Lessons from criminals – Good passwords matter

Screenshot of an SSH key

Screenshot of an SSH key

While I was returning from my trip to Boston a story broke about the Brazilian authorities’ attempt to crack the encryption used by a financial criminal to protect his digital secrets.

Daniel Dantas was convicted in Brazil for bribing a police officer in December 2008. He is also suspected of money laundering and other financial crimes, but evidence has not been forthcoming. Police seized five hard disks when they raided his apartment, but the data contained on them appears to be encrypted by TrueCrypt using AES-256-bit encryption.

Brazil’s National Institute of Criminology (INC) unsuccessfully tried to access the disks for five months before contacting the FBI. The FBI tried dictionary-based attacks against the disks for 12 months without breaking the encryption on any of them, finally returning them to the Brazilian authorities.

Unless this is an elaborate public relations stunt, it appears the integrity of AES-256 as a military-grade encryption standard has been proven in a rather public way. This is excellent news, aside from the issue that an alleged criminal may go unpunished.

The best lesson we can learn from this is the importance of a secure passphrase. I use the term passphrase because password implies that it is simply a word or words. By my definition, a passphrase is derived by taking pieces of a memorable phrase and adding mixed case, numbers and other symbols. Sophos’s Graham Cluley demonstrates the technique in this YouTube video.

(Enjoy this video? You can check out more on the SophosLabs YouTube channel and subscribe if you like)
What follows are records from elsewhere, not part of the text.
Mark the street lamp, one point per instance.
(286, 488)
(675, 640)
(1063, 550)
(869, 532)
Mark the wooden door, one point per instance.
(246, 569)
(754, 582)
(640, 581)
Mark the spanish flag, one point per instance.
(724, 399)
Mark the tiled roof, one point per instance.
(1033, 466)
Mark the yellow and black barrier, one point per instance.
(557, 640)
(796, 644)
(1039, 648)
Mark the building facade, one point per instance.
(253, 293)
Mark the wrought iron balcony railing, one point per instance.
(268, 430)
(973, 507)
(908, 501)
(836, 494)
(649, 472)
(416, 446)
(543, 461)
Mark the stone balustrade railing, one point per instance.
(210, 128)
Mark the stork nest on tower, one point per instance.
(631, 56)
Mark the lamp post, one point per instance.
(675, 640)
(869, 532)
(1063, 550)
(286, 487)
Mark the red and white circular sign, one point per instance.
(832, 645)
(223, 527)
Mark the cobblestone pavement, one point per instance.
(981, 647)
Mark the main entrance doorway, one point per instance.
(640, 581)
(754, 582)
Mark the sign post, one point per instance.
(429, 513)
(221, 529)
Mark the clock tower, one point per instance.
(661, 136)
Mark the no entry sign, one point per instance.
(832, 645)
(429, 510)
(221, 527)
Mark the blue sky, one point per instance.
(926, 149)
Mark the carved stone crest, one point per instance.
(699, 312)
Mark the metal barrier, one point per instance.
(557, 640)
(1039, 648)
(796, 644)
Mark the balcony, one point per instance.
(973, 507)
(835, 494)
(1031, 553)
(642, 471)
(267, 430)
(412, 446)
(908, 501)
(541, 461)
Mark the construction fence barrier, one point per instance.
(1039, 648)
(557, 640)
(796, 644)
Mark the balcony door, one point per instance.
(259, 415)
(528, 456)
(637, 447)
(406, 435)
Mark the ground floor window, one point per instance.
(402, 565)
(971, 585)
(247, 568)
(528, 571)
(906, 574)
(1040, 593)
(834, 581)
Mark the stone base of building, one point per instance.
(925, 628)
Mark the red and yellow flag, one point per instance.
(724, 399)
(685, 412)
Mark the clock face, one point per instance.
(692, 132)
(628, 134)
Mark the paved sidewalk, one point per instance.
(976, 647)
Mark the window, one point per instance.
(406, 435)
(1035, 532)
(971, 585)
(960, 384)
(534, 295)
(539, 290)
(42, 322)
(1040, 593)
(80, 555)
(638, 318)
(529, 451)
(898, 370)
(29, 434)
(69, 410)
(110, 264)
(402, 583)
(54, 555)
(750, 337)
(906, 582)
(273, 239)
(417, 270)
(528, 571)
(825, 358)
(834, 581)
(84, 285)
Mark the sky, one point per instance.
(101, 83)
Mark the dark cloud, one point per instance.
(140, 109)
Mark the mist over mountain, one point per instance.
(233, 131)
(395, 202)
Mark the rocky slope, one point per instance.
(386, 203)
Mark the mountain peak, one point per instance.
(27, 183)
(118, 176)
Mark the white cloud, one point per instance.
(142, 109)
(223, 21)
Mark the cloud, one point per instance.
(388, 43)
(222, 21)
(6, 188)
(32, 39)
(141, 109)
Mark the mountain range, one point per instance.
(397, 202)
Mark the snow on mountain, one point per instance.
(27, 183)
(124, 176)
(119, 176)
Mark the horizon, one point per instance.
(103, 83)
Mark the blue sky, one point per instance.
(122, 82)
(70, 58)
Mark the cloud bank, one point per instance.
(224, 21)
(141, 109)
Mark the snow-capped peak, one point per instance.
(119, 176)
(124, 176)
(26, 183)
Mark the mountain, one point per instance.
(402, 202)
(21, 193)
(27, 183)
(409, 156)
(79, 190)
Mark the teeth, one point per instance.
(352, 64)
Yes, the argument can be made that you could still be the victim of a key logger, shoulder surfing or any of a variety of other attacks capable of capturing your password. None of these things matter if your password is easy to guess, as this automatically increases the odds of being hacked or cracked.
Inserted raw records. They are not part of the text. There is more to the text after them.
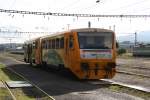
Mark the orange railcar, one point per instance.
(89, 53)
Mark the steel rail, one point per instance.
(131, 73)
(13, 97)
(51, 98)
(140, 88)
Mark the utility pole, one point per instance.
(68, 26)
(135, 41)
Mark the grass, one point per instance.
(31, 93)
(4, 94)
(134, 92)
(7, 75)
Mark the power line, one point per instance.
(67, 14)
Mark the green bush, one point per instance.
(121, 51)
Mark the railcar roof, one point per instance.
(91, 30)
(79, 30)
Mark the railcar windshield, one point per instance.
(95, 40)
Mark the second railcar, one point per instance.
(89, 53)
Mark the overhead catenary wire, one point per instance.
(68, 14)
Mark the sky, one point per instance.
(38, 23)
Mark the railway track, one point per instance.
(49, 97)
(132, 73)
(11, 96)
(111, 82)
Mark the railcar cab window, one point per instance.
(33, 45)
(95, 40)
(71, 41)
(62, 42)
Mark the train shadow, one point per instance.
(56, 82)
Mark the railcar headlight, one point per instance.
(111, 65)
(84, 66)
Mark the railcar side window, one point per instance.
(62, 42)
(71, 42)
(53, 43)
(49, 44)
(36, 45)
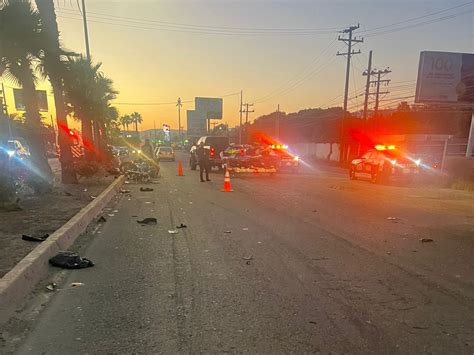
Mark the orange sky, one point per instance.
(150, 63)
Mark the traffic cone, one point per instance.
(227, 185)
(180, 168)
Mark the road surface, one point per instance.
(284, 264)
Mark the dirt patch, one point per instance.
(43, 214)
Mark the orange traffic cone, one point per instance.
(227, 185)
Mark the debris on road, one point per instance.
(426, 240)
(52, 286)
(70, 260)
(148, 220)
(32, 238)
(146, 189)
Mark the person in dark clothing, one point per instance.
(203, 161)
(147, 149)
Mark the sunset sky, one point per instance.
(155, 63)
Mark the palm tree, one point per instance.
(79, 86)
(136, 118)
(125, 121)
(54, 69)
(88, 94)
(20, 47)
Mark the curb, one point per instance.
(20, 280)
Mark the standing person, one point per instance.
(203, 161)
(147, 149)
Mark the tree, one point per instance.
(88, 94)
(79, 86)
(125, 121)
(136, 118)
(20, 47)
(54, 69)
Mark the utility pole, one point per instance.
(247, 111)
(4, 110)
(377, 82)
(179, 104)
(240, 127)
(367, 84)
(86, 32)
(350, 40)
(277, 124)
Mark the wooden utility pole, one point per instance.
(367, 84)
(350, 41)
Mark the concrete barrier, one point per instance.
(19, 281)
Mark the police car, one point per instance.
(384, 163)
(288, 161)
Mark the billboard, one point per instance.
(210, 107)
(196, 123)
(445, 77)
(20, 105)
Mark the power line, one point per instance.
(205, 27)
(283, 87)
(416, 18)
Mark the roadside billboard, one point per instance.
(209, 107)
(196, 123)
(445, 77)
(19, 102)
Securing your PC with anti-virus, firewall, full-disk encryption and a secure passphrase protects you against the vast majority of threats to your data. Keeping a separate secure passphrase for each website or service you use adds another layer of protection in case one of your accounts is compromised.

Personally, I use LastPass with two-factor authentication to store my vault of login IDs and passwords. There are many different options for different OSs with differing levels of security. The greatest benefit of these tools is the freedom to be secure with a minimum of hassle.

I hope this story inspires more of you to take password security seriously and perhaps one-up the criminals by out-securing them. Modern processors with cryptographically sound algorithms can effortlessly safeguard your data through encryption if properly configured. Deploying encryption and using good password security techniques can help keep you off the list no one wants to be on.